Again Patrick felt a desperate need to travel through the wires and strangle the little shit.

“Why don’t you tell me what you have in mind?”

“I could tell you, Chris, but then I’d have to kill you.”

Cavanaugh wiped moisture from his nose, then pinched the bridge. Patrick wouldn’t say he seemed worried, exactly, but he did not speak with the confidence he had earlier that morning. It scared him. Cavanaugh had been through this process hundreds of times more than Patrick had, and something about this situation was atypical. But then, hell, from Paul to Theresa to Rachael, nothing about the day had been typical.

“I’ll go first,” Cavanaugh offered. “If you put down the weapons and come out, you have my word that you will not be harmed in any way.”

“You can go first, last, and always, Chris. It doesn’t matter, because this is not a negotiation. We’ll leave when we want to leave, and if your cops try to stop us, we’ll kill a few hostages. End of story.”

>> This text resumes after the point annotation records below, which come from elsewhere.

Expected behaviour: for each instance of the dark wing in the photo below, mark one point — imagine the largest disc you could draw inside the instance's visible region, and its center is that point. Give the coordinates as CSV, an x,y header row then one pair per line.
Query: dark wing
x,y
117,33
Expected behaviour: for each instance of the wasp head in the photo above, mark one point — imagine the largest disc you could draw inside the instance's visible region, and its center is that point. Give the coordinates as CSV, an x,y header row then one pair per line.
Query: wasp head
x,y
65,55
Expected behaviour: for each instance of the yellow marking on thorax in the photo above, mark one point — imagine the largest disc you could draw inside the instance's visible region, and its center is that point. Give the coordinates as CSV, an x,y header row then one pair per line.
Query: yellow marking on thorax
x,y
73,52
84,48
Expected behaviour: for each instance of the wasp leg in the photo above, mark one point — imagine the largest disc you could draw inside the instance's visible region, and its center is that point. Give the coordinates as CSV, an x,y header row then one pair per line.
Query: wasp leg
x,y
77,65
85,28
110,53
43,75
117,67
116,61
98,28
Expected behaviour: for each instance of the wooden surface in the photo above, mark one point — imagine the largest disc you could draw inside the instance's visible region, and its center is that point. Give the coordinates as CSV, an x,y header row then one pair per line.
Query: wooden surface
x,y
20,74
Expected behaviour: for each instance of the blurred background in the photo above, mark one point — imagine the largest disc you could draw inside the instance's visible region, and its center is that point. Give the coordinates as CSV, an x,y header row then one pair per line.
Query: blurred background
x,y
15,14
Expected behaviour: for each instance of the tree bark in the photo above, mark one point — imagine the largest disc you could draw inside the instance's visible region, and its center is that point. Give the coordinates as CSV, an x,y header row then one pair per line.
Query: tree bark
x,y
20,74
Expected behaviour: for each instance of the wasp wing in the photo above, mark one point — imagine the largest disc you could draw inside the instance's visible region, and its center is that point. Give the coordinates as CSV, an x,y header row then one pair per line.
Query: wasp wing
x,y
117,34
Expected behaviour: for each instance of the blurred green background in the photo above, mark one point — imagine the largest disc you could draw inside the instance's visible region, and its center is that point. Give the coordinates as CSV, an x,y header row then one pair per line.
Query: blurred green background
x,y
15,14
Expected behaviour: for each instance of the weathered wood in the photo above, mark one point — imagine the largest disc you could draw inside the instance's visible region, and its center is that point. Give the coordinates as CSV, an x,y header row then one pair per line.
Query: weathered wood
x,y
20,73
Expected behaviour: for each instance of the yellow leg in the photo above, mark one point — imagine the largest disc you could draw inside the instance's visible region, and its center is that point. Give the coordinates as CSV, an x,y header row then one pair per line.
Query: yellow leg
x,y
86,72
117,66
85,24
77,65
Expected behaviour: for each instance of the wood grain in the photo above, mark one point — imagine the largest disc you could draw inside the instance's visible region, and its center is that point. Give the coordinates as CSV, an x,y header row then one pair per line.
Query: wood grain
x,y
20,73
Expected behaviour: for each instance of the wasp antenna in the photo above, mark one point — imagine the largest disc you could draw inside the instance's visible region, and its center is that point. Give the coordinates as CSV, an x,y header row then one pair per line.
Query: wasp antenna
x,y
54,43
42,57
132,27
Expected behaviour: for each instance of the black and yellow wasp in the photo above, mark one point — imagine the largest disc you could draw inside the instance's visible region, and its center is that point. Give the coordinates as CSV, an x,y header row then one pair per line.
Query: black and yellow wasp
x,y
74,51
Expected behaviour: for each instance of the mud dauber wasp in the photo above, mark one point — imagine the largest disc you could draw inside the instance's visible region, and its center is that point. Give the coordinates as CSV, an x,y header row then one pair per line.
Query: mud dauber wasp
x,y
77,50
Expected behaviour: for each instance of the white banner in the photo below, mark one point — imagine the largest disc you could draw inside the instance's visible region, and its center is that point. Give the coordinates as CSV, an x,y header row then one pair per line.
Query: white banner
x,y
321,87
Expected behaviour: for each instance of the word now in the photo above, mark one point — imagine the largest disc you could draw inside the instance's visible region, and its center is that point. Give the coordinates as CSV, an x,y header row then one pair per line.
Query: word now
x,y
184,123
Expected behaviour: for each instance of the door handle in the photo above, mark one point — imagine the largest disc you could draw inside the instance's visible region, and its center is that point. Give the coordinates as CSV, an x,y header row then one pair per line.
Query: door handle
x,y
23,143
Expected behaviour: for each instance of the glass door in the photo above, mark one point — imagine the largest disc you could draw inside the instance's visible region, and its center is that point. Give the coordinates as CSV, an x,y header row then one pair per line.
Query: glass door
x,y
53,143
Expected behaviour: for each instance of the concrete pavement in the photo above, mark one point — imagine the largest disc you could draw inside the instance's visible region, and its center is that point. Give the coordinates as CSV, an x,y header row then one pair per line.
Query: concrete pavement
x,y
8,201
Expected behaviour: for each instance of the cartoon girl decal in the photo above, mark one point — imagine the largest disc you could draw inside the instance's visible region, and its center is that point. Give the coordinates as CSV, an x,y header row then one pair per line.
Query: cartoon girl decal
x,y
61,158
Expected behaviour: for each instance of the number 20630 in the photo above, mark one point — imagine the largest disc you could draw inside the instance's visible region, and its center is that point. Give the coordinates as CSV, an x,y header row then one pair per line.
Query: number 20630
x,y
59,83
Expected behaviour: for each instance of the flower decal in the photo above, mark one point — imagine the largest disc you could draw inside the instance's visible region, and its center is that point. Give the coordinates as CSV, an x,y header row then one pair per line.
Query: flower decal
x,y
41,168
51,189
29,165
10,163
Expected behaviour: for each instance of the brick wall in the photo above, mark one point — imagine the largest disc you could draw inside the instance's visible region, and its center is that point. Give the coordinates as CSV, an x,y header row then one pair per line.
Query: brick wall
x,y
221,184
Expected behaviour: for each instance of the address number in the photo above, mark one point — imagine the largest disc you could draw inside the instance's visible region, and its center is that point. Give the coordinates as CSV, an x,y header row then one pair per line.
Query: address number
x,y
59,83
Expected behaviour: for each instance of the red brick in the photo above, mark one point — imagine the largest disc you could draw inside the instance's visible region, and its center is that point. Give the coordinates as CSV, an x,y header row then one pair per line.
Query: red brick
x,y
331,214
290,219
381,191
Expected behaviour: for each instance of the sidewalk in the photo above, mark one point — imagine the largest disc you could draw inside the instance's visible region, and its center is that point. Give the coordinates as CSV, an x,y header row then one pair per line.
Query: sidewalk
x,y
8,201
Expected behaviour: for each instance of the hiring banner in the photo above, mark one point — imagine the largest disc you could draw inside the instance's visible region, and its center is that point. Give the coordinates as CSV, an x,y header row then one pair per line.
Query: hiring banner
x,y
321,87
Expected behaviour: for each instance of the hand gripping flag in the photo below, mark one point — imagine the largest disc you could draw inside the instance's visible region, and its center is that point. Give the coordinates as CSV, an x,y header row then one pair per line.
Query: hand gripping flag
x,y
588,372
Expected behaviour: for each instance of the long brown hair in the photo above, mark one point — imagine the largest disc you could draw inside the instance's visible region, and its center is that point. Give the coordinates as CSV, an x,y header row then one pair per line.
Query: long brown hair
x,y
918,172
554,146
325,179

“If you hurt people, I can’t guarantee your safety.”

“We’ve already hurt people, in case you haven’t been paying attention. So I’m guessing our safety has become irrelevant. At least I can still pick the way I go.”

Patrick found himself chewing on a knuckle. Lucas had gotten it, finally-he had no way out. He could collect the money, he could keep the cops at bay by threatening the hostages, he could trade barbs with the famous negotiator-he could do everything but leave. He had two choices: He could give up, or he could go out in a blaze of glory or some other suitably dramatic ending.

Dreamy, his sister had said. Romantic.

Patrick had no doubt which choice Lucas would take.

“That’s not true.” Cavanaugh continued to work on it. “We can still salvage the situation. No one else has to die today. We can work this out as long as we trust each other.”